Question

Question #f8bc2

Answer 1

`y = sec^(-1) sqrt(x)` is undefined for all real `x|x<1`.

Explanation:

There's a way to rewrite `y` in a way that's a little easier to analyse.

First, as a small aside, let's say we just have the secant function

`z(theta) = sec theta`.

The inverse, `sec^-1 theta` we can obtain pretty easily. We'll start here, with

`theta = sec (z^(-1)(theta))`.

Now let's actually set `sec (z^-1(theta))` equal to `1/cos(z^-1(theta))`. Then

`theta = 1/cos(z^-1(theta))`.

Just a little algebra and we've solved for `z^-1`:

`z^-1(theta) = cos^-1 (1/theta)`

So, really what we've just demonstrated is that the inverse of `z = sec theta`, also known as arc secant of `theta`, is equal to `cos^-1 (1/theta)`.

How does this help us?

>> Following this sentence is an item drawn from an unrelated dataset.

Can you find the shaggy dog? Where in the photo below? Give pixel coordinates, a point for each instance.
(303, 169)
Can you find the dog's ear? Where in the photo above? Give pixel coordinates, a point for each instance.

Well, for one thing, we can rewrite our little function in terms of `cos` instead of `sec`.

Take a look:

`y = sec^(-1) sqrt(x) = cos^-1 (1/sqrt(x))`

We already know that the inverse cosine function `cos ^-1 x` is only defined for `-1 <= x <= 1`. So, what this should tell us is that `y` will only be defined for

`-1 <= 1/sqrt(x) <= 1`

Multiply through by `sqrt(x)` and we obtain

`-sqrt(x) <= 1 <= sqrt(x)`.

Let's split this into two different inequalities so it's a little easier to figure out:

`1 >= -sqrt(x)`
`1 <= sqrt(x)`

Now, multiply the first one through by `-1`.

`-1 <= sqrt(x)`
`1 <= sqrt(x)`

And square both sides of each inequality:

`1 <= x`
`1 <= x`

We've reduced our condition to one inequality now, and the discontinuity should be pretty obvious at this point. The function is only defined for `x >= 1`.